Étape 3 – Préparer le farz blanc
Nous procédons de façon similaire : mélange de farine de froment et de sucre, ajout des œufs entiers, puis incorporation de la crème fraîche et du lait. Les raisins secs (et éventuellement les pruneaux) sont farinés avant d’être intégrés, afin de mieux se répartir dans la pâte. Là encore, nous visons une pâte épaisse mais coulante. Le farz blanc, plus sucré, se rapproche d’un dessert, et beaucoup de familles l’apprécient presque comme une préparation à part entière en fin de repas.

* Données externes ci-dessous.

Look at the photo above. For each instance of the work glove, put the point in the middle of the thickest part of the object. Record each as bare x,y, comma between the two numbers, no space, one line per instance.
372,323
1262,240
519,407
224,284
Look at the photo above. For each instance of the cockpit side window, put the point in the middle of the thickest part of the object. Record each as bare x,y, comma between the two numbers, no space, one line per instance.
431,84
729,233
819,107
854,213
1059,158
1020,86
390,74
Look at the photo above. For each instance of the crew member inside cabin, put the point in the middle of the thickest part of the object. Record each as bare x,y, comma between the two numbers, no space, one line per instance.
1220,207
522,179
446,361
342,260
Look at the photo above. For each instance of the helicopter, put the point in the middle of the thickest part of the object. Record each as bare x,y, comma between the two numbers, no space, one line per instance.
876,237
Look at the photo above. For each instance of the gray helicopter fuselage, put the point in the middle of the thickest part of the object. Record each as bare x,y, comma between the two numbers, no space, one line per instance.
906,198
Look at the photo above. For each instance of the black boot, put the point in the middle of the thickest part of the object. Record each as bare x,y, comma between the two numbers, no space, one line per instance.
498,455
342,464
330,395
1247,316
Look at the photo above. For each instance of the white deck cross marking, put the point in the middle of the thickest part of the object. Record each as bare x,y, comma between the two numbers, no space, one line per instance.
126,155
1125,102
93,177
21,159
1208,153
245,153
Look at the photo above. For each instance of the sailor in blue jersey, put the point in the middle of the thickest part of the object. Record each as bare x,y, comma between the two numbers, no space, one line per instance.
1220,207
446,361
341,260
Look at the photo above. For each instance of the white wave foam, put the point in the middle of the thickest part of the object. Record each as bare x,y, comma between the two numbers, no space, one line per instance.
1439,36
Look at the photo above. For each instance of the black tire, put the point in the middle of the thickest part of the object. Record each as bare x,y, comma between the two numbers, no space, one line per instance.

- Texture idéale : pâte lisse, sans grumeaux, épaisse mais pouvant être versée
- Erreur fréquente : pâte trop fluide, qui donne un farz dense et mal structuré
- Conseil : ajuster avec un peu de farine si nécessaire, en fin de mélange
Étape 4 – Mise en sac et cuisson des farz
Le sac à kig ha farz ? est un élément emblématique : il s’agit d’un sac en toile épaisse (toile de coton ou de lin), parfaitement propre, parfois légèrement fariné à l’intérieur. Nous versons la pâte de farz noir dans un premier sac, puis la pâte de farz blanc dans un second. Chaque sac est bien serré avec une ficelle de cuisine, en laissant au moins 20 cm de ficelle pour pouvoir l’attacher aux poignées du faitout. L’enjeu est d’éviter toute entrée de bouillon dans le sac, tout en permettant la dilatation de la pâte pendant la cuisson.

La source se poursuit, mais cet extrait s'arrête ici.